「産業革命」という言葉を聞いたとき、どんなものを想像するだろう。おそらく、多くの方は学校の授業などで習う19世紀のイギリスに端を発した産業革命が歴史上の出来事として思い浮かぶのではないだろうか。

しかし、私たちが生きる現在もまた、IoTをはじめとする目覚ましいテクノロジーの進歩がもたらす大きな産業革命期にあるということを忘れてはならない。今回の『3分でわかるIoT関連用語集』は、現代の産業革命ともいえる「インダストリー4.0」と「第4次産業革命」に触れる。

  • 産業革命イメージ

インダストリー4.0と第4次産業革命

数字やアルファベットはそのままの意味をあらわす場合と、別の意味を含有する場合がある。たとえば2000年代中頃以降に流行した「Web2.0」とはバージョンというよりは1をベースにした「次の」という意味の2.0であり、つまり従来にはなかったウェブの新しい利用法を意味した。簡単に言うとウェブを通じた情報の流れが、それまでは発信する側、情報を受け取る側が固定されていたのが、ネットの急激な普及でその壁が融和し、誰もが自由にネット経由で情報を配信できる状態を指した。子供が将来なりたい職業にYouTuberがランクインする今からするとなにが新しいのか?という感覚だろうが、当時はそれが画期的だったのである。

第1次産業革命、第2次、第3次から第4次へ

第4次産業革命とはそのまま、1次から2次、3次を経ての4次である。第1次産業革命は教科書などでも有名な、19世紀イギリスで起こった産業革命。蒸気機関の発明によって労働力の中心が人間から初めて機械にシフトしたのが画期的な変化だった。そして歴史上第2次とされているものは、20世紀にイギリスからさらにドイツやアメリカで起こる。特に消費財の大量生産が可能になったことがポイントとされる。第3次は前者2つとは大きく異なり、歴史上統一された定義や見解はないが、20世紀中盤以降のコンピューターによる自動化、インターネット技術の発達などがそうであるとされることが多い。
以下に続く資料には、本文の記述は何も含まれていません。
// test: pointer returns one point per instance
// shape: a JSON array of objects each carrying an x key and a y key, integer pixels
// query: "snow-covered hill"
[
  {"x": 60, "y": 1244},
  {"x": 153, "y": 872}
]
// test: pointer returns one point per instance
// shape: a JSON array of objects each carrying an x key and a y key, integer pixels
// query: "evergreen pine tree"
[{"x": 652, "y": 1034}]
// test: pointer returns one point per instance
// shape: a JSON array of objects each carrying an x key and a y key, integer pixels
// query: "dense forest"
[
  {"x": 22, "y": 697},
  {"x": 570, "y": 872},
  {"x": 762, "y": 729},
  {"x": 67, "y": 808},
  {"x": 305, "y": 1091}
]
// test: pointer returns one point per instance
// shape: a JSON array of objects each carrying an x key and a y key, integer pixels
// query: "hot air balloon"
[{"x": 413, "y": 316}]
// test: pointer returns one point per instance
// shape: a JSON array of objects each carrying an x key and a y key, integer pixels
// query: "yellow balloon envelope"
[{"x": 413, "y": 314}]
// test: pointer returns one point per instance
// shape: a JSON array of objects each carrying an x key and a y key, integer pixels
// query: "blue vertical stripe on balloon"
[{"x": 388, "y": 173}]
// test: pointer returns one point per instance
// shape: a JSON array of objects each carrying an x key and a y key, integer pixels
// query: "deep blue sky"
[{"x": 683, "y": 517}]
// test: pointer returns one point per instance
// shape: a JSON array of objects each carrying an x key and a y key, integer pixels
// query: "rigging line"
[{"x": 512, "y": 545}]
その、定義のない3次を受ける第4次はもちろん、さらに定義があいまいになるが、ざっくりと定義すればそれはデータ収集・解析やそれを活用した応用技術であるといわれれば、ずいぶん近しく感じられると思う。ちなみにここで注意したいのは、第4次産業革命の翻訳語としても用いられる「インダストリー4.0」と、ドイツの国策との混同だ。「インダストリー4.0(ドイツ語では 「Industrie 4.0」)とは2011年11月に公布された「High-Tech Strategy 2020 Action Plan」というドイツ政府の戦略的施策の1つでもあるので、どちらを指しているのか、読むときには少々注意が必要だ。
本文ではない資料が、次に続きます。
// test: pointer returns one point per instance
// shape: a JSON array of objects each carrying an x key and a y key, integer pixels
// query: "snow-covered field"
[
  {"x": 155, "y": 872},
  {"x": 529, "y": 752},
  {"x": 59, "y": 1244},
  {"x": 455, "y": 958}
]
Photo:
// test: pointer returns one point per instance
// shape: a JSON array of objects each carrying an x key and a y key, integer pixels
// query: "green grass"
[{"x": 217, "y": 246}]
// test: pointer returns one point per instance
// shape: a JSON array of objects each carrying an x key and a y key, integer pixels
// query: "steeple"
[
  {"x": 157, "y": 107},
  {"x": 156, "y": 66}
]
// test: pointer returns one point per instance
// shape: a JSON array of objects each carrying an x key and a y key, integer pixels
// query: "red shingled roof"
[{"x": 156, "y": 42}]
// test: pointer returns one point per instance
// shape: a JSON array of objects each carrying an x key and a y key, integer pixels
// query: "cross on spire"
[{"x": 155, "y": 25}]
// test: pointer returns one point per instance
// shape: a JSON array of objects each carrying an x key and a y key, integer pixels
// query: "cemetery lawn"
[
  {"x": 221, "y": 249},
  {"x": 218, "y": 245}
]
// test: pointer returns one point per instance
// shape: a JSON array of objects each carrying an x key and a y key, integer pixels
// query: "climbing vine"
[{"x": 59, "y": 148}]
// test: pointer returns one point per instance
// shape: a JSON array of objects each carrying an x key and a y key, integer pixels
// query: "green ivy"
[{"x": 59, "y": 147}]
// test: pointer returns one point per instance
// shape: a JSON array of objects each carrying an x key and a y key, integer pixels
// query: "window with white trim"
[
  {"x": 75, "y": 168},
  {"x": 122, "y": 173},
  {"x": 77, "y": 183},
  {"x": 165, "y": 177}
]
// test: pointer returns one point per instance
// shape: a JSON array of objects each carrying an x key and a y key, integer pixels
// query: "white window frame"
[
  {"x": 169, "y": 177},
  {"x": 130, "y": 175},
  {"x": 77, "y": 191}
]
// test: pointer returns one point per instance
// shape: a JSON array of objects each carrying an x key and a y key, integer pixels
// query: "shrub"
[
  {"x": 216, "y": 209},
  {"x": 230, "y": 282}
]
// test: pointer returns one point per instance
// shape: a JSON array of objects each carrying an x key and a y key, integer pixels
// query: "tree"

こうしてみると第4次とは順列を追った考えでありつつ、3次とは区別する技術的な転換期を意図した単語として使われていることがわかる。それがなんであるのかを理解するために参考になるのは、世界最大級の産業見本市であるハノーバー・メッセ(例年4月にドイツのニーダーザクセン州ハノーバーにあるハノーバー国際見本市会場で開催)かもしれない。ドイツの「インダストリー4.0」のコンセプトはここで発表されたこともあり、近年、インダストリー4.0やデジタル製造技術の最新技術が発表される場所としてますます注目を集めている。

ほかにも米国で開催されるコンシューマエレクトロニクスの祭典CES(例年1月に米国のラスベガスで開催)を中心に、多くの展示会がインダストリー4.0やIoTという言葉を掲げるようになって、その姿を従来のものから変えようとしている。日本のCEATEC JAPANも、数年前から 最先端IT・エレクトロニクス総合展から、CPS/IoT Exhibitionと銘打ち、その展示内容や出展社企業を変化させている。もし、インダストリー4.0や、IoTの最新の動きを知りたければ、こうした展示会への参加をおすすめしたい。なかでも、先述したハノーバー・メッセは、その規模、内容、参加者数、どれをとっても世界最大級であり、さまざまな国の取り組みを見ることができるため、押さえておきたいイベントであるといえる。